Ruimtelijke ordening na de Tweede Wereldoorlog: vier fasen
Velen leggen de oorsprong van bemoeienis van het Rijk bij de Woningwet van 1901. Ook ver daarvoor waren veel partijen al bezig met de inrichting, het kneden en vormen van onze leefomgeving. Denk aan het opwerpen van terpen in voor overstroming gevoelige gebieden, de grote inpolderingen, of de uitleg van een stad als Amsterdam. Planmatig geleide nationale ruimtelijke ordening is evenwel een relatief jong vakgebied.
De periode na de Tweede Wereldoorlog zou ik in vier fasen willen opdelen. In de eerste fase lag het accent vanzelfsprekend allereerst op de wederopbouw. De tweede fase breekt eind jaren ’50 aan met een reeks opeenvolgende nationale nota’s.
Die reeks vangt aan met de nota ‘De ontwikkeling van het Westen des Lands’ (1958) en loopt via de Nota inzake de ruimtelijke ordening en de opeenvolgende 2e t/m de 5e Nota (1966, 1973, 1988, 2002) door tot begin deze eeuw. Deze periode wordt door betrokkenen als de bloeitijd van de ruimtelijke ordening gezien. Het vak stond in aanzien en deed ertoe. In wetenschappelijke kringen ging het discours vooral over de mate van maakbaarheid en stuurbaarheid van de samenleving. Een deel van de generatie die was opgeleid in de jaren ‘60 ging er vanuit dat door het ontwikkelen van voldoende kennis we steeds dichter bij het ideaal van een maakbare samenleving zouden komen.

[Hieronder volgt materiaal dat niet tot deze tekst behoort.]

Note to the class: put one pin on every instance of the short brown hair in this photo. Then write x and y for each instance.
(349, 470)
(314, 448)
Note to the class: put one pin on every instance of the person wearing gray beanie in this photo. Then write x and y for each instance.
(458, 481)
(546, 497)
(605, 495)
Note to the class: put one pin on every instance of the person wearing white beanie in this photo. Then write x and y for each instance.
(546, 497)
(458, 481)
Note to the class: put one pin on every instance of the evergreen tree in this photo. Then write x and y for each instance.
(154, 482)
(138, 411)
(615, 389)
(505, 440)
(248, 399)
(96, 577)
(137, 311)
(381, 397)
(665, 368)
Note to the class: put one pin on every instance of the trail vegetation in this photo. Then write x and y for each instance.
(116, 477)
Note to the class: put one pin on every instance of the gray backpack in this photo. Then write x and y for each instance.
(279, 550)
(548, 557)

In reactie daarop ontwikkelde zich ook een stroming die dit streven naar maakbaarheid flink relativeerde: deze stroming ziet ‘doorwerking’ als het hoogst haalbare. Het maken van plannen en visies is nog steeds betekenisvol en beïnvloedt ons handelen terdege. Het succes van een plan (of visie) wordt echter niet bepaald door de letterlijke realisatie.
Een plan kan ook betekenisvol zijn als het niet in zijn oorspronkelijke vorm wordt gerealiseerd. Een plan of visie wordt in deze stroming dus veel meer gezien als een referentie voor het handelen. Als er beredeneerd van wordt afgeweken is er ook sprake van succesvolle doorwerking. Deze stroming binnen de planologie gaat dus veel meer uit van de onkenbare samenleving die een eigen dynamiek heeft die nimmer in een blauwdruk kan worden vastgelegd. Het star vasthouden aan het oorspronkelijke plan kan optimale uitkomsten zelfs in de weg staan.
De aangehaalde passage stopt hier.